Sunday was primarily dedicated to reading, but in the middle of the sunny afternoon, with hints of barbecue wafting up to my window, I gave in for a bike break. I just signed up for bicing, the municipal bike share program that complements bus and metro. It costs 35 euros for the year, and allows me to essentially rent a bike from point A to point B for free (for a half hour, but you can have it up to two hours total). It’s extremely easy to use: there is a bicing station just down the street from me, where I scan my card and pick up a bike. Then I ride down the bike line over to the beach, where I can pedal around for a few hours. Whenever my time is up, I return the bike to any of the numerous stations, sit on the beach for ten minutes, and return to check out another one. It is a nice escape from walking, which seems inefficient, and the metro, which can be very tiring.

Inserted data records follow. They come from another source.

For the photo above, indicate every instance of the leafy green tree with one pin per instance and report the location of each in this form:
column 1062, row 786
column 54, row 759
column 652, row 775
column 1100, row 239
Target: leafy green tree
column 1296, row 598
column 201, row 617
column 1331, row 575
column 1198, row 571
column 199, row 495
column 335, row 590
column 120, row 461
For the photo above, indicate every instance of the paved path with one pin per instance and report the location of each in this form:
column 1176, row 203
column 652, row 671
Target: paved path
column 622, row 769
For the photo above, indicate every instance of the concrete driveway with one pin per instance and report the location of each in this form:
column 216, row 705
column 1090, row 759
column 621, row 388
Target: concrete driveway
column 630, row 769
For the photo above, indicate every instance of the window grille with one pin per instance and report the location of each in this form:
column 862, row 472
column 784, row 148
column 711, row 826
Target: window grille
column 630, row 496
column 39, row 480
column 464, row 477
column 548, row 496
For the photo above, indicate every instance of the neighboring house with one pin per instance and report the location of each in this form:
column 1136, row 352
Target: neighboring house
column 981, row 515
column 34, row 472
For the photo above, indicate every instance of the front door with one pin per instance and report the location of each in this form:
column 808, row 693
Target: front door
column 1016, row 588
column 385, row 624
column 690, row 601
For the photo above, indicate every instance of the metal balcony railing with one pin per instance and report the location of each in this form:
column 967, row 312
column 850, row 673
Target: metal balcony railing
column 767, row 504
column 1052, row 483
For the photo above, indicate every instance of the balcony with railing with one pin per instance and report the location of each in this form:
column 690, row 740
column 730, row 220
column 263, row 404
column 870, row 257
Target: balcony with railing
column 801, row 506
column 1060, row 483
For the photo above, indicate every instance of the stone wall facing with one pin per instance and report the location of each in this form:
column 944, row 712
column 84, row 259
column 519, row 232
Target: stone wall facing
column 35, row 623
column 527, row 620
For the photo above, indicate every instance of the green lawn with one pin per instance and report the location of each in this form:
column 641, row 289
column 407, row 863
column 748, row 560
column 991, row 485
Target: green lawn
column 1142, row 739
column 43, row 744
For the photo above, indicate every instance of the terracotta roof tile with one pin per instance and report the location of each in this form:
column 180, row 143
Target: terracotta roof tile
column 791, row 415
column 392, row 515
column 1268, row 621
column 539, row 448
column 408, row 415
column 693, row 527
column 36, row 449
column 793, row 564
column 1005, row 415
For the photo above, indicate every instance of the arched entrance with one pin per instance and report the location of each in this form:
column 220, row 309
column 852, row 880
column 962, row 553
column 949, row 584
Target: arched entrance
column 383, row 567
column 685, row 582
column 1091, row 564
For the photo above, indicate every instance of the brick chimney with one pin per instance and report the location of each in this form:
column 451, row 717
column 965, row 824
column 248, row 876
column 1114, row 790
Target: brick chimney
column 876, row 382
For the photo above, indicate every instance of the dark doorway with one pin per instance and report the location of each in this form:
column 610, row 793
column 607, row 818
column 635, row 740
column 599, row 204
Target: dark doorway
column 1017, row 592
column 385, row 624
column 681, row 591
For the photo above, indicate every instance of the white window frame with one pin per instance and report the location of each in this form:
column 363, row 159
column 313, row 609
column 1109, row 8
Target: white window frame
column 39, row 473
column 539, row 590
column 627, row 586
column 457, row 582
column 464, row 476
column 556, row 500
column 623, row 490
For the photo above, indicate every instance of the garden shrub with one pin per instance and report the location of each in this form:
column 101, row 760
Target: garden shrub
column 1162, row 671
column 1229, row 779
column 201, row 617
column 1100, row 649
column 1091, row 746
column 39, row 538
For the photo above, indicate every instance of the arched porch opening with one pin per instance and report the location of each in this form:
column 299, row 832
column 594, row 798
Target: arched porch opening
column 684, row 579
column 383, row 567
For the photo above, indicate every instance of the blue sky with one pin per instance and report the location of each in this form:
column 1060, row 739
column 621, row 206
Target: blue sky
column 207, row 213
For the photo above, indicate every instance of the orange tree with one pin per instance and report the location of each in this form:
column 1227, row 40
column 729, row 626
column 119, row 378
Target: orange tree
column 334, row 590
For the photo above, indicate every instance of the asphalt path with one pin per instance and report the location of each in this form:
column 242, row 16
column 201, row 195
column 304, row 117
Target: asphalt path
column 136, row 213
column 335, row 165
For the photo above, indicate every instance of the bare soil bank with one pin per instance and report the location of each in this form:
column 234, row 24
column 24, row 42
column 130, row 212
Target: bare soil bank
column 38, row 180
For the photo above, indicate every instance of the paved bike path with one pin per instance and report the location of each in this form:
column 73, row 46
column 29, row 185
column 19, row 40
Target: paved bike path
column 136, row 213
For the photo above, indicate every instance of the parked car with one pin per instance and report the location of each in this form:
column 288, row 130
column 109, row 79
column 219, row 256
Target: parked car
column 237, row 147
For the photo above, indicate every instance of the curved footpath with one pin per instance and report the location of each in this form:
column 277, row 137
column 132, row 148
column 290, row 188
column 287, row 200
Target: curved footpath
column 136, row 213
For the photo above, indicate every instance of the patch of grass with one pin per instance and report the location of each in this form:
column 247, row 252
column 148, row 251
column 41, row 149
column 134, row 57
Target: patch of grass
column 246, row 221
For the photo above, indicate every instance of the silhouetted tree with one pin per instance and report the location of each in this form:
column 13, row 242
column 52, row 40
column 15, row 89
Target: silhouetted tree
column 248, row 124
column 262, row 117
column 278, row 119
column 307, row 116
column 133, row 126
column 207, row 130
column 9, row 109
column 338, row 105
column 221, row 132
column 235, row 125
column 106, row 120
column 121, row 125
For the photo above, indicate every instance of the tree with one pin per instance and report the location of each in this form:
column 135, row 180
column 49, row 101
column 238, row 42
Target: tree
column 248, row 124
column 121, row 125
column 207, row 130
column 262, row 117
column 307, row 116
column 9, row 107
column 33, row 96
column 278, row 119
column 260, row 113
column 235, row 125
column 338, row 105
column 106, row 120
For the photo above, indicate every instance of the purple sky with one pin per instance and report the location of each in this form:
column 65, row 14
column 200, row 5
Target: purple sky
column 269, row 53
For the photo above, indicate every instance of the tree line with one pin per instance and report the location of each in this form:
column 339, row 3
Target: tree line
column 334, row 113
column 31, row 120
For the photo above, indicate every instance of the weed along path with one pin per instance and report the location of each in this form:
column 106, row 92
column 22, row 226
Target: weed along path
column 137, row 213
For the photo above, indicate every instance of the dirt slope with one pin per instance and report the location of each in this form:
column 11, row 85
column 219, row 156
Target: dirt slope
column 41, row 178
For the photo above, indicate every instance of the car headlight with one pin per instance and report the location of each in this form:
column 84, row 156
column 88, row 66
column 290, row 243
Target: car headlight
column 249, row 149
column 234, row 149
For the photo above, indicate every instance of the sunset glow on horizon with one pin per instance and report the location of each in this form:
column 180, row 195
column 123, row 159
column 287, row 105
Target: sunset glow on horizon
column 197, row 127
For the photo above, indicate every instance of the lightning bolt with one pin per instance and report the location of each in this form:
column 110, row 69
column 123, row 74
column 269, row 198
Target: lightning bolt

In the evening I was invited to the Spring Festival of Hospitalet, one of the Barcelona bedroom communities, by one of my classmates who is from the area. We went to the tabalada, where groups of drum players march through the town square, and then watched the correfoc. The word means “the running of the fire” in Catalan and involves groups of people, dressed up as devils, lighting and spinning around with firecrackers. Kids, covered from head to toe with hats, hoods, scarves, and gloves, rush in and dance with the fire-devils, a bit like Fourth of July with devilry. The devils take off, group by group, to run through the center of town, and the drum players follow them. The whole scene is vivifying, and you can only imagine how it is for all the Catalan children that grow up dancing and running with fire.

This week I have an intensive course in Psycholinguistics taught by a visiting professor from Concordia University, Montreal. The class and his teaching have already proven excellent, and even though I’m not taking the course for credit, I’m glad to attend. What I find so inspiring about linguistics research is the continual discovery that every question I have ever pondered about language has actually been explored and expanded. Why don’t I remember things as well in Spanish? Why am I plagued by these weird switches between languages, when a French word will come out in the middle of a Spanish sentence, pronounced with a Spanish accent or formatted like a Spanish word? Why is it difficult to feel genuine in French when expressing emotions or opinions? Language is, in a phrase, so much more than a tool. Use it wisely and playfully!